In a very public and dramatic outpouring, ad executive Madonna Badger is devoting her energies to stopping the ad industry from objectifying women.

Badger’s video, “We Are #WomenNotObjects,” starts with a Google search for “objectification of women” and follows with image after image after image of women used as hyper-sexualized props to sell products from hamburgers to Post-It notes.

#WomenNotObjects

“I love sacrificing my dignity for a drink,” says one woman in an ad featuring a man with martini glasses and a Skyy Vodka bottle straddling a sunbathing woman with prominent cleavage.

“I love sleeping with guys that don’t know my name,” said another in an ad of a couple in bed with the woman’s name Jade tacked on her forehead on a Post-It.

#WomenNotObjects

“I’d sell my body for a burger” and “Nothing makes me hotter than watching a guy get his head blown off” are other captions read aloud during the video.

Badger knows what she’s talking about, having created the infamous Mark Wahlberg and Kate Moss Calvin Klein ads. But a devastating house fire that killed her three young daughters and her parents in December 2011 turned her energies to honoring her children by raising awareness about sexist advertising and its negative effects on young women.

#WomenNotObjects has become a hot topic, with celebrities such as George Takei and Alanis Morissette weighing in along with UN Women, Global Fund for Women, the American Association of University Women and UniteWomen.org.

Avon’s PR team tweeted its support along with UK-based Big Bang Marketing, Havas PR Worldwide and PepsiCo Global Beverage Group President Brad Jakeman.

Since the video was posted on YouTube on January 11, it has been viewed more than 1 million time.

None of the brands called out in the video, including Burger King, Carl’s Jr., Skyy spirits, Ram Truck, Post-It, Tom Ford and Budweiser, have reached out to Badger, which does not surprise her. “Brand participation was not the goal here. It was never an objective of ours,” she said, according to AdAge. “We simply wanted to start a conversation and that is what we consider successful.”

Clearly—the conversation has begun. “The next step at this point is to continue to support #WomenNotObjects as a community,” said Badger, “and for us to really continue to use our voice to stop this horrible objectification of women in advertising and marketing.”
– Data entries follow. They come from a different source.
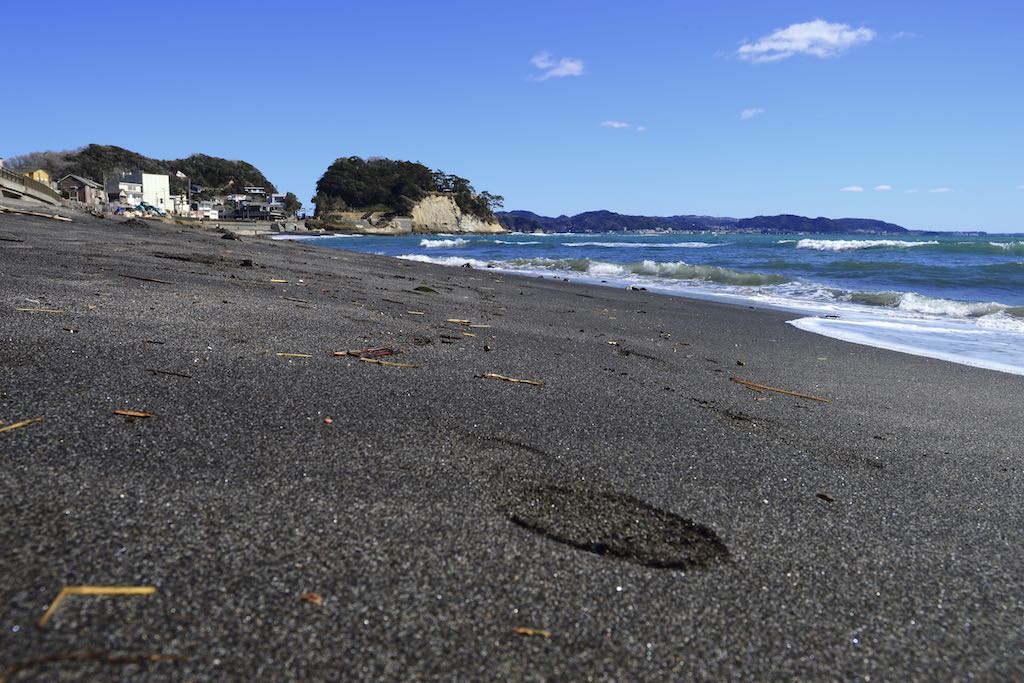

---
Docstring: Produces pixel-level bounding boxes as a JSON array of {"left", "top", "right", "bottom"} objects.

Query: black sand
[{"left": 0, "top": 210, "right": 1024, "bottom": 680}]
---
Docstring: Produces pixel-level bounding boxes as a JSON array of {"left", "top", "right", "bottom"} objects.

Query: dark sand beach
[{"left": 0, "top": 208, "right": 1024, "bottom": 681}]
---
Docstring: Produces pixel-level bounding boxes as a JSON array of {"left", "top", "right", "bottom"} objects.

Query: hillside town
[{"left": 0, "top": 159, "right": 297, "bottom": 221}]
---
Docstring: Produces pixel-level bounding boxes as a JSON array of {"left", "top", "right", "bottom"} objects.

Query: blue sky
[{"left": 0, "top": 0, "right": 1024, "bottom": 231}]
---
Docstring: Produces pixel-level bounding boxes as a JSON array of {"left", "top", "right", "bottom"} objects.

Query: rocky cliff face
[
  {"left": 310, "top": 195, "right": 507, "bottom": 234},
  {"left": 412, "top": 195, "right": 505, "bottom": 232}
]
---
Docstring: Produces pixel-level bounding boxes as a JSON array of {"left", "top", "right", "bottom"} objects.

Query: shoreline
[
  {"left": 0, "top": 210, "right": 1024, "bottom": 680},
  {"left": 271, "top": 234, "right": 1024, "bottom": 375}
]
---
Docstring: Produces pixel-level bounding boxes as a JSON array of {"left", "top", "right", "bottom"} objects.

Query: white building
[{"left": 106, "top": 171, "right": 174, "bottom": 213}]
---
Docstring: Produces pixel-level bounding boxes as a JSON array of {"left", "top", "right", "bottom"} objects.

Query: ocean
[{"left": 276, "top": 232, "right": 1024, "bottom": 375}]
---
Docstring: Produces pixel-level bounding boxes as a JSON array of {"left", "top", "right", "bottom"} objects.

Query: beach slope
[{"left": 0, "top": 214, "right": 1024, "bottom": 680}]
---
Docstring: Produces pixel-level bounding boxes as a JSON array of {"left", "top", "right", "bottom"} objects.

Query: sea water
[{"left": 272, "top": 232, "right": 1024, "bottom": 375}]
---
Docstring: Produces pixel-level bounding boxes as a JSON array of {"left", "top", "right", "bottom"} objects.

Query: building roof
[{"left": 58, "top": 173, "right": 103, "bottom": 189}]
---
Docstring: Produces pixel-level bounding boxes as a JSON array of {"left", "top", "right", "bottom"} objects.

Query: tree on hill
[
  {"left": 285, "top": 193, "right": 302, "bottom": 215},
  {"left": 313, "top": 157, "right": 504, "bottom": 220},
  {"left": 8, "top": 144, "right": 278, "bottom": 194}
]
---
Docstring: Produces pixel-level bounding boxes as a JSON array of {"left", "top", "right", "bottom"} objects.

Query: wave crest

Badger said her agency, Badger & Winters, will no longer use women as props. “We will never over-retouch to the point that it is unattainable human perfection, and we’re not going to use her body parts.”

“You know what the worst part is?” asked Badger. “The harm we’re doing. That’s really what made me make this decision. People are really seeing that objectifying women is up there with inequality.”

The video ends with this clear message: “Don’t talk to me that way.”